Starting to climb during the early nineties growing up in Cambridge, now that's a pretty flat place. It's not easy you know, climbing when there's no rock for miles. It takes commitment to make the trip away at weekends, especially when first learning. Moving up through school, sourcing ways of keeping up the training that would make time away from the rock seem less arduous until we had the means to travel.
Now dont get me wrong, it's not like we really liked to train, as such, but what we did want to do is meet up and have fun, improve when we could, feel the movement, feel our fingers and forearms burning and spark the passion that gave us energy.

Cambridge does have a wall and a very important one at the time, playing a vital role in bringing friends together, learning to create inspired sequences of hard and at times bizarre climbing.
It provided a ground for building stamina and, due to its nature, taught good technique and gave you iron fingers (or at least made you feel like you needed them), but unfortunately, in my case at least, also the first taste of finger injury.

Then we wanted to gain more power, have more immeadiate access to train.
So began the experiments into home build.

A bedroom might not seem the most ideal place
to try and build one, but due to the size of house
and understanding parents, a bedroom it was.


  • *one length scaffold pole (suspended across room)
  • *number of climbing holds (selection of resin and home made wooden blocks)
  • *t-nuts and accompanying bolts
  • *2 sheets 8'x4' 25mm marine ply cut to size, one piece for 50° angle, one for foot board, one for roof section
  • *4 quickdraws and short length of rope (to practice those fumble clips)
  • *1 fingerboard on side of roof section

wow! what a set up it was .......... then find somewhere for the bed and wardrobes

Despite this wonderful, but small, resource it was outside that we truly wanted to be. Relief came in the form of the dirty, seedy, finger ripping, tendon snapping bridges of the dismantled railways at Long Road and Fen Ditton.
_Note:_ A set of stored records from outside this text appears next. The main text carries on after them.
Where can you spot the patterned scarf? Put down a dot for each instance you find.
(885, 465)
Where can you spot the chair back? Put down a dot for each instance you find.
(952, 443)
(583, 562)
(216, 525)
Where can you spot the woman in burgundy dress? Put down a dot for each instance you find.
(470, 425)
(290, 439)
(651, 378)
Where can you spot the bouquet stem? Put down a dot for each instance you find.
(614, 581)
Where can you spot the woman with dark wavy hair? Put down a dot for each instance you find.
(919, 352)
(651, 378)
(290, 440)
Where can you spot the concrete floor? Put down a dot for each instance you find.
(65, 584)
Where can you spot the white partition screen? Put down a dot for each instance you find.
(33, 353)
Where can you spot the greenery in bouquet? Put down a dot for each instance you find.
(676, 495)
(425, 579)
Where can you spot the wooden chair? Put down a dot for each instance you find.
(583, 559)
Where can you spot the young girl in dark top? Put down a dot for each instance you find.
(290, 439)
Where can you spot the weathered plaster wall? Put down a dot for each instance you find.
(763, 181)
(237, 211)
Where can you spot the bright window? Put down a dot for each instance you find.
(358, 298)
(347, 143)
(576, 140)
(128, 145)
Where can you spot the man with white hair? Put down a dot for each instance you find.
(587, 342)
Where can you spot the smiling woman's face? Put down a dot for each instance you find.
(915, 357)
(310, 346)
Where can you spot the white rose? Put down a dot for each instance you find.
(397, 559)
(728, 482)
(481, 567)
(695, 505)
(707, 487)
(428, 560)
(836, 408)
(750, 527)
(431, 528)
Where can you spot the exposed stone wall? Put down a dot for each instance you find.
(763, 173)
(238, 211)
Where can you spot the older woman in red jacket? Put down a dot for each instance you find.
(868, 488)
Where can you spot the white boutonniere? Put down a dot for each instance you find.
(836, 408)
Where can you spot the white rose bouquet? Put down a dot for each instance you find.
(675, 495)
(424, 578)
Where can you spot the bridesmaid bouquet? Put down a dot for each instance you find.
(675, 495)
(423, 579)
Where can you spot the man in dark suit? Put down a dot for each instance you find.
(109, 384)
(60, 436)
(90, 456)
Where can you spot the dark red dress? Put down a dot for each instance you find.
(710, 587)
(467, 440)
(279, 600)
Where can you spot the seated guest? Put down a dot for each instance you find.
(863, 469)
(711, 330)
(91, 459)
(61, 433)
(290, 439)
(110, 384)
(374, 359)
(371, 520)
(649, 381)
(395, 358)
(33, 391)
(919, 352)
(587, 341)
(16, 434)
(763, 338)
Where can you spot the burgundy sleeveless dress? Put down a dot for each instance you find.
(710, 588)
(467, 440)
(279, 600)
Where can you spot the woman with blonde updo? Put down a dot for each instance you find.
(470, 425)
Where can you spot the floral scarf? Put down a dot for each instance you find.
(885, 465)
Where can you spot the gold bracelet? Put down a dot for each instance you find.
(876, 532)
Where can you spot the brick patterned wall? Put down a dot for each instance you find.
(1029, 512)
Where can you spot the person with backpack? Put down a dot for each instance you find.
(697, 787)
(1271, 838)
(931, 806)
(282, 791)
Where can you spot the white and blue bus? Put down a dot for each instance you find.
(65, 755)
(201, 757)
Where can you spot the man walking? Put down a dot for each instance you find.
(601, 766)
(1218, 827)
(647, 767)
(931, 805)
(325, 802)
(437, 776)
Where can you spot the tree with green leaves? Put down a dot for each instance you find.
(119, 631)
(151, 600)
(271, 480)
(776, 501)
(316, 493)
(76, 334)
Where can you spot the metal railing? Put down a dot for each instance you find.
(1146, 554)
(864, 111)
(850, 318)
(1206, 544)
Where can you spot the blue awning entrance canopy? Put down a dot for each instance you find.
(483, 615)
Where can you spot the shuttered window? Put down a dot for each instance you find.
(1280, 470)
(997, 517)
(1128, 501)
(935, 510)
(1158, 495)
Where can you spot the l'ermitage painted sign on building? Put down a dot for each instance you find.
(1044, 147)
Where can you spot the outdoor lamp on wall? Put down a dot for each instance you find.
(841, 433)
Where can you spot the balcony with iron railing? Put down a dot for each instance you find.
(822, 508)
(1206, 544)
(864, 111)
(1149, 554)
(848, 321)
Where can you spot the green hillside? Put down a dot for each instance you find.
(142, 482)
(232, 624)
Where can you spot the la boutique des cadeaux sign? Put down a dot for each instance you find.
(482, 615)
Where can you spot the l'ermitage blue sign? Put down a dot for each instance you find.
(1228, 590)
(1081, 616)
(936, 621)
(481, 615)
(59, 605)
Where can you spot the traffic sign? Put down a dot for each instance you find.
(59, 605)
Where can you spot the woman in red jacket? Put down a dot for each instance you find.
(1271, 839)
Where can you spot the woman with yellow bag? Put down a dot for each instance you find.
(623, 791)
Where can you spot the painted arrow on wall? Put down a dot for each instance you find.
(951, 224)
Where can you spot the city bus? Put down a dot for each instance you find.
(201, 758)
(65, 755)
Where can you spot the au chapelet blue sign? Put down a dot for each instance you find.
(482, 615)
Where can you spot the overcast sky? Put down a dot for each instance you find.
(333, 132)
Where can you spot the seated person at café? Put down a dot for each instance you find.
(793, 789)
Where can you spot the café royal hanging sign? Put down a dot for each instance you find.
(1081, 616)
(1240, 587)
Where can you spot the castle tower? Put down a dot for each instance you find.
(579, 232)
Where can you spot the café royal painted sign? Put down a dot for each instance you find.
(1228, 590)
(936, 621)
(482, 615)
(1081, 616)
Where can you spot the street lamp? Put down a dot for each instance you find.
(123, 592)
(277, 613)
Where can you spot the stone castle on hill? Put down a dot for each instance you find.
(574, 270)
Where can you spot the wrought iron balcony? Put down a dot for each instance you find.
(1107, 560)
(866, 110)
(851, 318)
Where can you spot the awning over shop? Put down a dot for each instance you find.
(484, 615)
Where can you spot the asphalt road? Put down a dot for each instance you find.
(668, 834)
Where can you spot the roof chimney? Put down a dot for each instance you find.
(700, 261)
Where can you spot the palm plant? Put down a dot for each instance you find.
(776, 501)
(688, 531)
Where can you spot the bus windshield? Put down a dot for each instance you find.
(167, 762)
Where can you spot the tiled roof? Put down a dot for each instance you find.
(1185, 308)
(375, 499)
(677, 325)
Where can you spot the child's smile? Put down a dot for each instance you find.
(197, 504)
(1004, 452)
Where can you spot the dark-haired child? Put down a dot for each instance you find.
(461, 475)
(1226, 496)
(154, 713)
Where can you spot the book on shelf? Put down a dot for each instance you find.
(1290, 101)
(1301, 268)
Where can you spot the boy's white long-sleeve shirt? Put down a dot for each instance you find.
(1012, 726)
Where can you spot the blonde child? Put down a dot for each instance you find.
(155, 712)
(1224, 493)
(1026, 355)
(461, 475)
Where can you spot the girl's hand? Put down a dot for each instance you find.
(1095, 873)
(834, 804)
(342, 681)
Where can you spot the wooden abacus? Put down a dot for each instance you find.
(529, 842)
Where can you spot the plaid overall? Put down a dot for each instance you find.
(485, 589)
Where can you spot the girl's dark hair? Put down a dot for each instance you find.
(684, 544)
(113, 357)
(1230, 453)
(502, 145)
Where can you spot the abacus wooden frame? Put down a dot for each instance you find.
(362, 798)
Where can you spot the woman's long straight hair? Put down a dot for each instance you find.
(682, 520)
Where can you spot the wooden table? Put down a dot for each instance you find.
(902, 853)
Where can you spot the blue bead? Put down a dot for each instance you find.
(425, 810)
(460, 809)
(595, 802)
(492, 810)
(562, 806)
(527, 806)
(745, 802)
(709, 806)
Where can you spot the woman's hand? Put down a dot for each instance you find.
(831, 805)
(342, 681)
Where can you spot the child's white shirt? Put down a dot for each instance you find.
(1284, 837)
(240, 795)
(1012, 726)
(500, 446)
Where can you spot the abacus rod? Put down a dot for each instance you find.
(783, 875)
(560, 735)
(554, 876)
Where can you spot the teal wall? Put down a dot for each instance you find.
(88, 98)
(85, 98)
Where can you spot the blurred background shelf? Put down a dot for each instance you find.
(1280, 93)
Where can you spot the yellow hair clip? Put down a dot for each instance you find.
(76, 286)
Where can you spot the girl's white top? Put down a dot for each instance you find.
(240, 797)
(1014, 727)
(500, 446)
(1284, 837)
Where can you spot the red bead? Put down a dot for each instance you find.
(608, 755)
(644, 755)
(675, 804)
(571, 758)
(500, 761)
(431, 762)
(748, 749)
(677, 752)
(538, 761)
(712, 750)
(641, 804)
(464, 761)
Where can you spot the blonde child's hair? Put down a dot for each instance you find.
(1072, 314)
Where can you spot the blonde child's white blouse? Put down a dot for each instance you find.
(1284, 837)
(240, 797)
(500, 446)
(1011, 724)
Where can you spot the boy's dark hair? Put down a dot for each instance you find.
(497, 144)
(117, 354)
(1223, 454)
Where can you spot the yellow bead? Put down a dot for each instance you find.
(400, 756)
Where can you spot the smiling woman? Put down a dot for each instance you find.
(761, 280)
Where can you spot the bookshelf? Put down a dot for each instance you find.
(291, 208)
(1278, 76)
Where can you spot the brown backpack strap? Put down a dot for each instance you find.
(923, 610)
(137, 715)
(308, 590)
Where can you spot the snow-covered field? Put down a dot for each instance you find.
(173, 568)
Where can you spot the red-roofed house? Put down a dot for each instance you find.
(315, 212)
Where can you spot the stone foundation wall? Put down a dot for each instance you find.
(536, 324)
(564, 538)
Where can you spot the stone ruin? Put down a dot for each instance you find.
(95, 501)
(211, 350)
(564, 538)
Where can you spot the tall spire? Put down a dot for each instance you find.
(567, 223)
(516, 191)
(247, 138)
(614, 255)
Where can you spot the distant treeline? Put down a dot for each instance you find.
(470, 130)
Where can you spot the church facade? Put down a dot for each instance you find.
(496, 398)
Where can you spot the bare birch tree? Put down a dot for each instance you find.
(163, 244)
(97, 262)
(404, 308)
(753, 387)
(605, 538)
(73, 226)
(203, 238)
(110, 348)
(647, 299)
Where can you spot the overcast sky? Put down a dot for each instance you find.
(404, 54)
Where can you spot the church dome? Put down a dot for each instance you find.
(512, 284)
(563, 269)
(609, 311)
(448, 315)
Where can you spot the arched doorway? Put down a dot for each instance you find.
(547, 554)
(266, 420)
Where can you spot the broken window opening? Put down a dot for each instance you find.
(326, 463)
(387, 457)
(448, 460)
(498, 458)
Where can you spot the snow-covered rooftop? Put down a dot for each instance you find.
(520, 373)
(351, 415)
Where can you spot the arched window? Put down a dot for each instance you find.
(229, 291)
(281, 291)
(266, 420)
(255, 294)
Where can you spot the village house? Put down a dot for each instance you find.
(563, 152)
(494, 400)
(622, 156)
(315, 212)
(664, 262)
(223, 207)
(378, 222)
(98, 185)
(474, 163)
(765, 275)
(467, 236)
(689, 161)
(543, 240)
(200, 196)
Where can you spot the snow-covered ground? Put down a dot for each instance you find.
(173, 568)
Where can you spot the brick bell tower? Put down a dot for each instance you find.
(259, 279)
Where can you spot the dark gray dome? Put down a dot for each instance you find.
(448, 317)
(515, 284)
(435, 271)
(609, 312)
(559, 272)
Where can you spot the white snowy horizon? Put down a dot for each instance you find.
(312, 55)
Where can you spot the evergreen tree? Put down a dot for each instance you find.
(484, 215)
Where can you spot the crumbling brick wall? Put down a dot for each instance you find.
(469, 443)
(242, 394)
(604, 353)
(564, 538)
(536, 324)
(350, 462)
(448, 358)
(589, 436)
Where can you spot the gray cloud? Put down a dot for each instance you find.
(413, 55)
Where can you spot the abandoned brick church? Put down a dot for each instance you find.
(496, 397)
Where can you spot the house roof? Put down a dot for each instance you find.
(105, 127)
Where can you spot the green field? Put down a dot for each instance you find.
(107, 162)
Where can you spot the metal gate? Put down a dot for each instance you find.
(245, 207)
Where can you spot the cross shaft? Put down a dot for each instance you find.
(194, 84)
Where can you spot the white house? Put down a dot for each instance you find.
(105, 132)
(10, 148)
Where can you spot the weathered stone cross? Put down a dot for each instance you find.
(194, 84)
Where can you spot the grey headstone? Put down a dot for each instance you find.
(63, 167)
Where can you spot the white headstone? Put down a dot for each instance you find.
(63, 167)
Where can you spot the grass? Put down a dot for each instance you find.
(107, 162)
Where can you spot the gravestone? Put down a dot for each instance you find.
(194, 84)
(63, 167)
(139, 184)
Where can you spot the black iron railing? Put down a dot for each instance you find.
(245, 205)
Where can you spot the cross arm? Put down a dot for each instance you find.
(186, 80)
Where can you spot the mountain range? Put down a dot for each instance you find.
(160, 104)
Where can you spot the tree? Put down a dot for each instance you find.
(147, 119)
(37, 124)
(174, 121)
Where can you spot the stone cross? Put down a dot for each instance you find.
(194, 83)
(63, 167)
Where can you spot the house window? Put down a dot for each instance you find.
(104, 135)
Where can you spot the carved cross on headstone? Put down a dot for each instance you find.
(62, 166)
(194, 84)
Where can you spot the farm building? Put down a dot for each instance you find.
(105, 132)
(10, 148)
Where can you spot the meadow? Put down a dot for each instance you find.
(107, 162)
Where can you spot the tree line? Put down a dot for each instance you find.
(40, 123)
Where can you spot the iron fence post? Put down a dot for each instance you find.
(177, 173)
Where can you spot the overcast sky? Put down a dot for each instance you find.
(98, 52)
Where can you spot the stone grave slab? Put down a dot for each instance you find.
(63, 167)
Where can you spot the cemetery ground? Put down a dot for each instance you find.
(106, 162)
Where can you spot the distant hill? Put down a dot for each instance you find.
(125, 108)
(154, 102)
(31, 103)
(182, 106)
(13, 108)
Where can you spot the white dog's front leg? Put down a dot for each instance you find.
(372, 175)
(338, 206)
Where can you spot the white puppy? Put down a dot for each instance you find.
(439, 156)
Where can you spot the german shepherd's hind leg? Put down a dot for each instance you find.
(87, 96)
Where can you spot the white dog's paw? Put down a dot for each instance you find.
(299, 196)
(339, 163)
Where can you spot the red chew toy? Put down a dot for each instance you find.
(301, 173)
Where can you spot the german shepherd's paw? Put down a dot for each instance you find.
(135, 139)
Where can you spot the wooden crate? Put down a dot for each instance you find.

Both severely tested your technical footwork and the physical conditions of the fingers in particular. The mortar is chipped out to certain degrees. Sometimes enough for maybe the first two digits, sometimes just the very tips. Sometimes enough for three fingers, sometimes just the one.

Long Road bridge is fairly open, the roof iron, with routes working up to it along both sides, spilling out onto the four slabier corner sections Fen Ditton much more compact and enclosed, with its location adding a feeling of isolation. Here the brickwork forms the roof as well, within which a route works out into the middle of the curve, at points whole bricks chipped away to provide adequate holds.

Long Road has some
bolts, but use them?
Fen Ditton none

Crank problems of 5A through 6B/C to what ever you felt they should be.

Crimp Crimp Crimp againWatch the feet, need to be precise.

Strain those fingers, dare you make those final couple of moves?

Actually, maybe should have used that rope.

Build up the nerves, adrenalin.

Making top moves on the outer walls seriously tested your bottle.

Traverse a section, feel those fingers ache

fingernails scrape against the brickwork

Recently returning to these locations I realise that both are far from idylic places to be climbing, so why climb there when you've got the wall at Kelsey Kerridge you may ask? Well there was an atmosphere to them. Graffiti covered, dirty and secluded, not so great by yourself, but it formed as a meeting ground, felt good to be with a group of mates, outdoors, chalk dust and encouragements flying in the breeze. None of the feelings of safety you get down at the wall, almost an adventure in these flatlands.